Men are mutants, as we know.  XY chromosomes are a mutation from XX (women), and this may explain part of the mystery as to why women live longer than men despite having everything stacked against them (society, childbirthing, higher pain tolerance). The flexibility of women’s immune system with fluctuations during menstruation may also contribute.

The book exposes Darwin’s sexism, the terribleness of drug trials (it’s cheaper to only study one sex—men—to the detriment to women’s health), various researchers’ obsession with proving that women are inferior (size of brain, which, if it were to matter to intelligence would make elephants/whales the dominant species), debunking lots of myths along the way and showing how social constructs effect EVERYTHING.

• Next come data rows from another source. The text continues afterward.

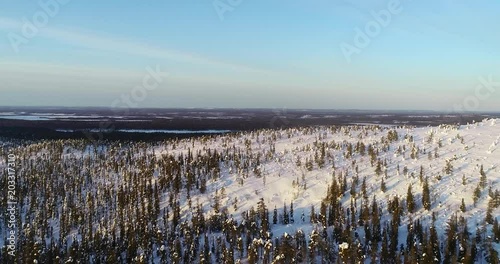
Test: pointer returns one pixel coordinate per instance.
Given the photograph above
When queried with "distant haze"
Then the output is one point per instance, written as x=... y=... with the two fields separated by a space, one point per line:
x=429 y=55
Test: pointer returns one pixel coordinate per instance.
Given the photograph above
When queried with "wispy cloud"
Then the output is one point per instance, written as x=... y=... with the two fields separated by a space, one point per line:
x=117 y=45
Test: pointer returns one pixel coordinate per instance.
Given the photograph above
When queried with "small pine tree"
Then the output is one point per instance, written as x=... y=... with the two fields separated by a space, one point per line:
x=462 y=206
x=483 y=180
x=477 y=194
x=489 y=213
x=275 y=216
x=426 y=196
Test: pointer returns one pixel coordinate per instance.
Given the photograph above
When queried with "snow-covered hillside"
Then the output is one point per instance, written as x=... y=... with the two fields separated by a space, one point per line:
x=118 y=188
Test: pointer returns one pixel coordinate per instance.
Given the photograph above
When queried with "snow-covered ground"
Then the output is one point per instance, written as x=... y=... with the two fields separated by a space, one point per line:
x=283 y=180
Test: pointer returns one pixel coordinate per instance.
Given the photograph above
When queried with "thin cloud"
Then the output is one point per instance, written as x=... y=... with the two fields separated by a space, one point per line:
x=110 y=44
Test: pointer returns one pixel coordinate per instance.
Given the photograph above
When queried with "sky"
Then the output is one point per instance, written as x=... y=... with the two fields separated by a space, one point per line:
x=339 y=54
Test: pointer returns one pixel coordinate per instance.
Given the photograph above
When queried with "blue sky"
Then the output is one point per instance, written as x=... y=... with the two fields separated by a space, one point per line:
x=430 y=55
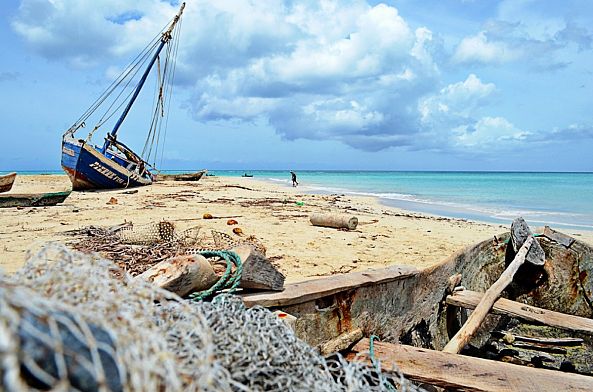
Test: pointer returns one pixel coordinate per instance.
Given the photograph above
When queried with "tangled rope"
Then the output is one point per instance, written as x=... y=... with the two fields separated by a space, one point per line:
x=229 y=280
x=68 y=322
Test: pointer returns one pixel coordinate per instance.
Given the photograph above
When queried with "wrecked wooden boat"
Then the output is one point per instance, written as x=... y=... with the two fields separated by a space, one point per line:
x=33 y=199
x=113 y=164
x=196 y=176
x=544 y=320
x=6 y=181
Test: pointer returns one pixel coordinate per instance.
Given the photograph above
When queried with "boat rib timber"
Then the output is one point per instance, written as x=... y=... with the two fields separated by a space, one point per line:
x=6 y=181
x=405 y=305
x=33 y=199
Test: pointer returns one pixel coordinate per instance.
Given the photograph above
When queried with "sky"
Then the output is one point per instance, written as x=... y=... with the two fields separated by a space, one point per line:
x=305 y=85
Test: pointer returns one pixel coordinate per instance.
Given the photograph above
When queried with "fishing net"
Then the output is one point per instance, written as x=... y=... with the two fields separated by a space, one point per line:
x=136 y=248
x=72 y=321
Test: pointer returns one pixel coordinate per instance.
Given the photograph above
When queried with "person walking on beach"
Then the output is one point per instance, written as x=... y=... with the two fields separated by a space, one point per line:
x=294 y=181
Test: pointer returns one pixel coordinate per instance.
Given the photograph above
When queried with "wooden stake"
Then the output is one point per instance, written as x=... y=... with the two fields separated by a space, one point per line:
x=463 y=336
x=460 y=372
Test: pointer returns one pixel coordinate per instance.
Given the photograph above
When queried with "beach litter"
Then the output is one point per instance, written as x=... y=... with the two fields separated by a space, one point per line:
x=74 y=321
x=136 y=248
x=338 y=221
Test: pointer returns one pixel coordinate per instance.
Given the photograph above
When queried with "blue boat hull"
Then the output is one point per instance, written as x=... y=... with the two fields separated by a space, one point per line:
x=88 y=168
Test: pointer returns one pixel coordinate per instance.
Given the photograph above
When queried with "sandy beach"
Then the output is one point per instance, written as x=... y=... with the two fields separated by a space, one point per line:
x=277 y=215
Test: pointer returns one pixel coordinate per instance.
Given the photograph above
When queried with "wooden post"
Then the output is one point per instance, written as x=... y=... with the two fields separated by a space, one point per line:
x=460 y=372
x=463 y=336
x=181 y=274
x=334 y=220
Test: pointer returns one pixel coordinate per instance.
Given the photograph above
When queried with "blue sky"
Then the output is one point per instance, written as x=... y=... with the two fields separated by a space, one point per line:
x=396 y=85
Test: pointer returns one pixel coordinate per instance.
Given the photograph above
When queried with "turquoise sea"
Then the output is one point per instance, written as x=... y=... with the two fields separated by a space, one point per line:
x=563 y=200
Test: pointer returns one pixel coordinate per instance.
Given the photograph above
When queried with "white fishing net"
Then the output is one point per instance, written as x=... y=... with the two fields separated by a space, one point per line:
x=71 y=321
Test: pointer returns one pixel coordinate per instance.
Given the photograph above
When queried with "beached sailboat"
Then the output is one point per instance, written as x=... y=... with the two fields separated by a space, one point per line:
x=113 y=164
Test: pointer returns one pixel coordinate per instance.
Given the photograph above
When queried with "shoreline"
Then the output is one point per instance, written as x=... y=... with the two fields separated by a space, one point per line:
x=484 y=213
x=276 y=215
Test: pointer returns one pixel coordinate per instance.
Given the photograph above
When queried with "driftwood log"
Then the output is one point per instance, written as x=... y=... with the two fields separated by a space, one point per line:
x=342 y=342
x=470 y=299
x=258 y=271
x=463 y=336
x=182 y=274
x=338 y=221
x=460 y=372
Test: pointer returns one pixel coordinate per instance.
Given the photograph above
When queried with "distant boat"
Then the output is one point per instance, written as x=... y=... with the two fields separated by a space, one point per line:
x=6 y=181
x=114 y=165
x=181 y=177
x=33 y=199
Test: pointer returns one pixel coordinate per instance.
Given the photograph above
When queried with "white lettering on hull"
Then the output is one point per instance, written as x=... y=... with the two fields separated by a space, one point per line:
x=68 y=151
x=106 y=172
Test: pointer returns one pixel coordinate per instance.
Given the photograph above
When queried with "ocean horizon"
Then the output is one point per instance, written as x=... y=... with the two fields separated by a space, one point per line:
x=557 y=199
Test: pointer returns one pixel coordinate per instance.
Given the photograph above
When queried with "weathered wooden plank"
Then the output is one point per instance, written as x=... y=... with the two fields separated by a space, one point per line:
x=474 y=321
x=296 y=293
x=469 y=299
x=455 y=371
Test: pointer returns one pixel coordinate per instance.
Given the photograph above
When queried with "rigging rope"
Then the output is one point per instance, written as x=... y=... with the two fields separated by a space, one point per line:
x=163 y=92
x=125 y=74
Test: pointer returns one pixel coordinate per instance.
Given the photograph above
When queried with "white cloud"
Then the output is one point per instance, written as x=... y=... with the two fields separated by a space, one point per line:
x=479 y=49
x=488 y=134
x=456 y=102
x=343 y=70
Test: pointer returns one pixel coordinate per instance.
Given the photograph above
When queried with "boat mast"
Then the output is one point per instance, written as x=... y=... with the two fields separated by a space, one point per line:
x=166 y=37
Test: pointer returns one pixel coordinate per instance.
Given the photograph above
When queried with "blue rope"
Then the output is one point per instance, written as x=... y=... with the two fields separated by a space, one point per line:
x=229 y=280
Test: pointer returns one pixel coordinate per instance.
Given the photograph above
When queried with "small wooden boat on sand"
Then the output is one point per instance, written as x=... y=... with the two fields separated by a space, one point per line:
x=6 y=181
x=33 y=199
x=542 y=321
x=181 y=177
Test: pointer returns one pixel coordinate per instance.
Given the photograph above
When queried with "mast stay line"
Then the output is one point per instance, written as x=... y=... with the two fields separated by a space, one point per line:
x=165 y=38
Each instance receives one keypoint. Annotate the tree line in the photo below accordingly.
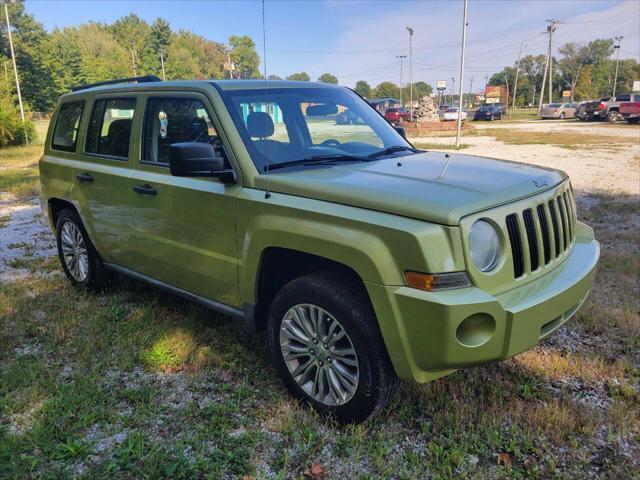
(585, 69)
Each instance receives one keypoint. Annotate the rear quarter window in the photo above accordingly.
(65, 132)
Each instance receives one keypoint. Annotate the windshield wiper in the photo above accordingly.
(394, 149)
(316, 160)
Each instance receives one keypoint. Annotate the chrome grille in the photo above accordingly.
(539, 235)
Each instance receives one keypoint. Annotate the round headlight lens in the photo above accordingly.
(484, 245)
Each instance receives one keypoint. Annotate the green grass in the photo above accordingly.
(133, 382)
(19, 170)
(569, 140)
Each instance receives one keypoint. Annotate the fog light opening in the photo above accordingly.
(476, 330)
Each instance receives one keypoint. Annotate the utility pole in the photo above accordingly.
(164, 78)
(464, 40)
(229, 64)
(453, 90)
(546, 69)
(410, 30)
(515, 84)
(615, 78)
(551, 28)
(15, 67)
(401, 57)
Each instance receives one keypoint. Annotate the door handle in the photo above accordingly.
(145, 189)
(84, 178)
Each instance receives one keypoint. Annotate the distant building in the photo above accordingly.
(381, 104)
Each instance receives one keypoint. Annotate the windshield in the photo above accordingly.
(293, 124)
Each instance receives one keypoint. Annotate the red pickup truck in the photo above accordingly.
(630, 111)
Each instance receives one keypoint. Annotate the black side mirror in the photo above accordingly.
(194, 159)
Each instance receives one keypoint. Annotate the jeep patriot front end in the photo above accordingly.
(365, 259)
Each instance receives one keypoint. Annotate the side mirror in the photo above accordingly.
(194, 159)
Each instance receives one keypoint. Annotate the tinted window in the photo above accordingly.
(175, 120)
(110, 127)
(65, 134)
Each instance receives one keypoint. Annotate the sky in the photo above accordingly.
(360, 40)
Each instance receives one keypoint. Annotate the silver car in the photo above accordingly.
(559, 110)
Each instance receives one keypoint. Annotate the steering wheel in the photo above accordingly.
(331, 142)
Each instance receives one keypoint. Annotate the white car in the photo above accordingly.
(452, 114)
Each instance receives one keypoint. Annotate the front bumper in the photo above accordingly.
(431, 334)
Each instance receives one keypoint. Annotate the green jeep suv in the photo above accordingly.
(364, 259)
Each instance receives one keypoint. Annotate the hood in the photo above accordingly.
(414, 186)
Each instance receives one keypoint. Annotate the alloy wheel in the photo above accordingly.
(319, 354)
(74, 251)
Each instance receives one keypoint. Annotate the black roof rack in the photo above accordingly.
(145, 79)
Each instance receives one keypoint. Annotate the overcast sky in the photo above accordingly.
(359, 40)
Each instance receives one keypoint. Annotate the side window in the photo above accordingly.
(175, 120)
(110, 127)
(65, 133)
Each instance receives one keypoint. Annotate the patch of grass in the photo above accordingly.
(569, 140)
(19, 171)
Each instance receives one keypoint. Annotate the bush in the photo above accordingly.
(12, 130)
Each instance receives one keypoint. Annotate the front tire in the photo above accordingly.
(81, 263)
(327, 347)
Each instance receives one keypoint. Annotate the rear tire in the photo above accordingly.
(327, 348)
(79, 259)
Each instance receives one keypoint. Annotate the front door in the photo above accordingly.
(184, 227)
(101, 177)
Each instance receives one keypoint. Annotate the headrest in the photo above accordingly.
(120, 126)
(260, 124)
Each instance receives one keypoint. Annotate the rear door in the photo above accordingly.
(184, 227)
(101, 176)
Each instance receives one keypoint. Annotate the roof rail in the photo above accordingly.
(145, 79)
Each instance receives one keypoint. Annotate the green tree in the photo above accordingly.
(300, 76)
(133, 34)
(386, 90)
(328, 78)
(574, 57)
(245, 57)
(363, 88)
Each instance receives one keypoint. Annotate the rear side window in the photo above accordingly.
(175, 120)
(110, 127)
(65, 133)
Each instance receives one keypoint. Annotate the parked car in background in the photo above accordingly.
(630, 111)
(398, 114)
(363, 268)
(348, 118)
(559, 110)
(452, 114)
(609, 108)
(488, 112)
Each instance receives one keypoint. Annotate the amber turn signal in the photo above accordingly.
(432, 282)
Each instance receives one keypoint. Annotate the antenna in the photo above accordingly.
(264, 60)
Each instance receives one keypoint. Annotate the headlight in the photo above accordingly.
(484, 245)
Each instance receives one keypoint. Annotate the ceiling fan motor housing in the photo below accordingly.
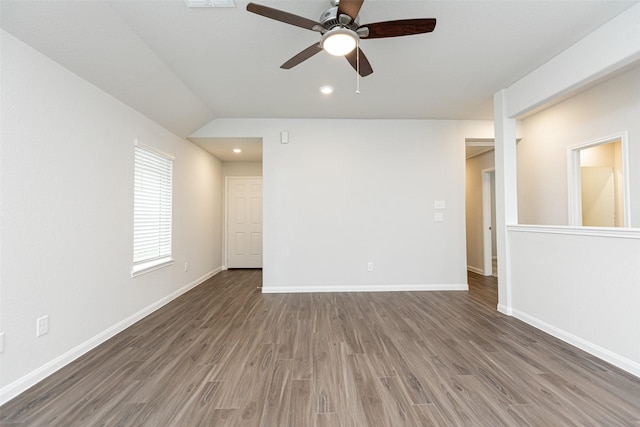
(330, 19)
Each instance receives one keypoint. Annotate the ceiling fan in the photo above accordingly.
(341, 31)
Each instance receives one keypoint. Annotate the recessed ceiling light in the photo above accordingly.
(326, 89)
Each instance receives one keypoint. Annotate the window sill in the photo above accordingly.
(148, 267)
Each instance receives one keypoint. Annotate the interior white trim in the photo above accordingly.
(364, 288)
(475, 270)
(600, 352)
(22, 384)
(487, 250)
(615, 232)
(504, 309)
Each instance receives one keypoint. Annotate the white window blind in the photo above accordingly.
(152, 209)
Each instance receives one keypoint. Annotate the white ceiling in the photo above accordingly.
(183, 67)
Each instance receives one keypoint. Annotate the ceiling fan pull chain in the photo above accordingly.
(358, 67)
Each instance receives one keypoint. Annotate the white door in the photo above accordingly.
(244, 222)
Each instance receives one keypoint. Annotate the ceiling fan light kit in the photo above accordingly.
(339, 41)
(342, 32)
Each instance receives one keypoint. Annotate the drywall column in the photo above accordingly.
(506, 194)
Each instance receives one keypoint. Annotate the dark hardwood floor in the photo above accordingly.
(226, 355)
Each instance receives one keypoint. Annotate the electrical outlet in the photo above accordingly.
(42, 326)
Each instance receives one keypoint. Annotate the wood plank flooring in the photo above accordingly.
(226, 355)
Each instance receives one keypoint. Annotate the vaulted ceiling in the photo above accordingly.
(183, 67)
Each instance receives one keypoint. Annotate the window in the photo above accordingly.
(152, 208)
(598, 183)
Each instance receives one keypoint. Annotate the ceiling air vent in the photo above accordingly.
(209, 3)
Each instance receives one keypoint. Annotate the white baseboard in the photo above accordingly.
(602, 353)
(363, 288)
(505, 310)
(22, 384)
(475, 270)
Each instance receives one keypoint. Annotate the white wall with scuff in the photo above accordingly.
(66, 182)
(343, 193)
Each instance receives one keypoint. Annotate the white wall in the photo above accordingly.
(579, 284)
(581, 288)
(66, 216)
(242, 169)
(475, 238)
(606, 109)
(343, 193)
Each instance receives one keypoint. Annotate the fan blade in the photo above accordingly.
(365, 67)
(302, 56)
(279, 15)
(403, 27)
(350, 7)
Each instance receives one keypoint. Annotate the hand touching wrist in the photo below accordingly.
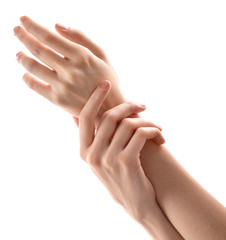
(76, 66)
(113, 151)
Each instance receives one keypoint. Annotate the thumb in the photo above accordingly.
(76, 121)
(79, 37)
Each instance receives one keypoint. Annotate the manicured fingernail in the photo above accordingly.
(16, 30)
(17, 55)
(104, 85)
(22, 19)
(61, 27)
(160, 127)
(142, 105)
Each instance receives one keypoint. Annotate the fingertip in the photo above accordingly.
(61, 27)
(104, 85)
(76, 120)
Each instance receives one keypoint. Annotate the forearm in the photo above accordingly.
(189, 207)
(159, 227)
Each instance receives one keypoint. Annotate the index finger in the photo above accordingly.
(89, 112)
(49, 38)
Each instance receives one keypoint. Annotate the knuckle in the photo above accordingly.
(108, 163)
(60, 99)
(47, 37)
(140, 132)
(31, 65)
(76, 32)
(82, 154)
(93, 160)
(109, 116)
(127, 123)
(37, 49)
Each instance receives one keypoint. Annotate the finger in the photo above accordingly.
(110, 120)
(38, 86)
(76, 121)
(49, 38)
(36, 68)
(38, 49)
(78, 37)
(89, 113)
(139, 138)
(126, 130)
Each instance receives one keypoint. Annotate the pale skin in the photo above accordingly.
(182, 202)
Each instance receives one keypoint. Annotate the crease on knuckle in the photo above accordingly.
(82, 154)
(140, 132)
(37, 49)
(127, 123)
(93, 160)
(108, 116)
(47, 37)
(108, 163)
(31, 65)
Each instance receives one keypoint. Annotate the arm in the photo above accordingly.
(113, 155)
(192, 210)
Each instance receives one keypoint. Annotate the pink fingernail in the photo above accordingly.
(104, 85)
(16, 30)
(61, 27)
(17, 55)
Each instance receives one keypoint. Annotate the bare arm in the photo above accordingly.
(191, 209)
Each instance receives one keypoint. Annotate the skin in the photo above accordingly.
(71, 70)
(190, 208)
(113, 153)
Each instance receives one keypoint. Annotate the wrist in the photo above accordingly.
(158, 226)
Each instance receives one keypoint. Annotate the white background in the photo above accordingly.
(170, 55)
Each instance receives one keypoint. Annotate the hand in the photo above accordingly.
(113, 151)
(75, 67)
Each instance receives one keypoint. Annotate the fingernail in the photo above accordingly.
(22, 19)
(160, 127)
(141, 105)
(17, 55)
(16, 30)
(61, 27)
(104, 85)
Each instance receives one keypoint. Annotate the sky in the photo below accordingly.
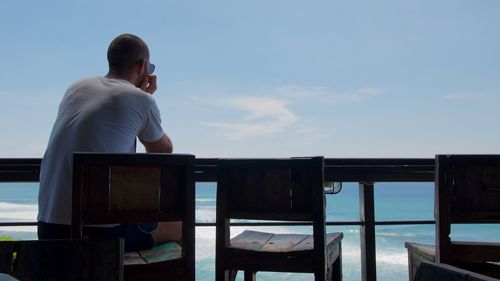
(266, 78)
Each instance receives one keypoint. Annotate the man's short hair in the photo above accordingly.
(125, 51)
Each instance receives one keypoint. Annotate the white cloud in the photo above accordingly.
(462, 96)
(264, 115)
(323, 95)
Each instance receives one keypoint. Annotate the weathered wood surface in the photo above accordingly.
(443, 272)
(467, 190)
(271, 242)
(88, 259)
(274, 189)
(160, 253)
(135, 188)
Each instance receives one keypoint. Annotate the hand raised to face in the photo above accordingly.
(148, 85)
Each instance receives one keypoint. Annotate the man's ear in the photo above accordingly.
(141, 67)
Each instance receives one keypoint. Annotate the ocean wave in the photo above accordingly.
(17, 212)
(394, 234)
(204, 200)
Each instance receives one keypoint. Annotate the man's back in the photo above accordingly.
(96, 115)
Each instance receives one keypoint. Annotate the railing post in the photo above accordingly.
(367, 232)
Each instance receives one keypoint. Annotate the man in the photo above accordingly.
(104, 114)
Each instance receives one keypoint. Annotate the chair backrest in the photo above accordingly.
(129, 188)
(271, 189)
(467, 191)
(87, 259)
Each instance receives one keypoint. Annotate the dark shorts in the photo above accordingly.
(136, 236)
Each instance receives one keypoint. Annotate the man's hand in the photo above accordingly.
(148, 85)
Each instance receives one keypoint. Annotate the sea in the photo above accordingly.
(393, 201)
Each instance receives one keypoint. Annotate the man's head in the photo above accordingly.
(128, 56)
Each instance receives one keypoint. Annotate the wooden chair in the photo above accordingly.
(468, 192)
(62, 260)
(133, 188)
(274, 189)
(443, 272)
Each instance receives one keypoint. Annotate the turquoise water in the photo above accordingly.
(392, 202)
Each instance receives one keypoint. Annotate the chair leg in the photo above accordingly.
(335, 270)
(249, 275)
(232, 274)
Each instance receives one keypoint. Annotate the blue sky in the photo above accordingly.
(271, 78)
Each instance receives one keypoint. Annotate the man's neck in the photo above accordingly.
(113, 75)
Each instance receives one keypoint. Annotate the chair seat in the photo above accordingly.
(280, 243)
(262, 251)
(160, 253)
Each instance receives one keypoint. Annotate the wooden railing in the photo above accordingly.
(366, 172)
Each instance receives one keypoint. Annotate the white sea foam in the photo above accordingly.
(205, 215)
(18, 212)
(204, 200)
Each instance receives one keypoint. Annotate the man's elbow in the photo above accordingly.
(163, 145)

The sex ratio in India is skewed in favor of boys more than it was 10 years ago—7M fewer girls than boys aged 6 or younger. Yikes. But boys are actually statistically more at risk of dying than girls, which makes this stat even more staggering, the willful destruction of girl babies. “The biological risk is against the boy, but the social risk is against the girl,” says Joy Lawn, a director at the London School of Hygiene and Tropical Medicine.

The book dabbles in this and that, blowing up the theory that men are better, smarter, etc. and pointing out the sociological ways that women are handicapped. “It isn’t just supreme feats of learning or traumatic experiences that affect the brain but more subtle and prolonged things, too, like the way girls and women are treated by society.”

Brain scans were all the rage when they hit the scene, but Gina Rippon cautions against them. “Every brain is different from every other brain. We should take more of a fingerprint type of approach.”

Mary Wollstonecraft’s quote from A Vindication of the Rights of Woman, 1792, is apt: “It cannot be demonstrated that woman is essentially inferior to man because she has always been subjugated.”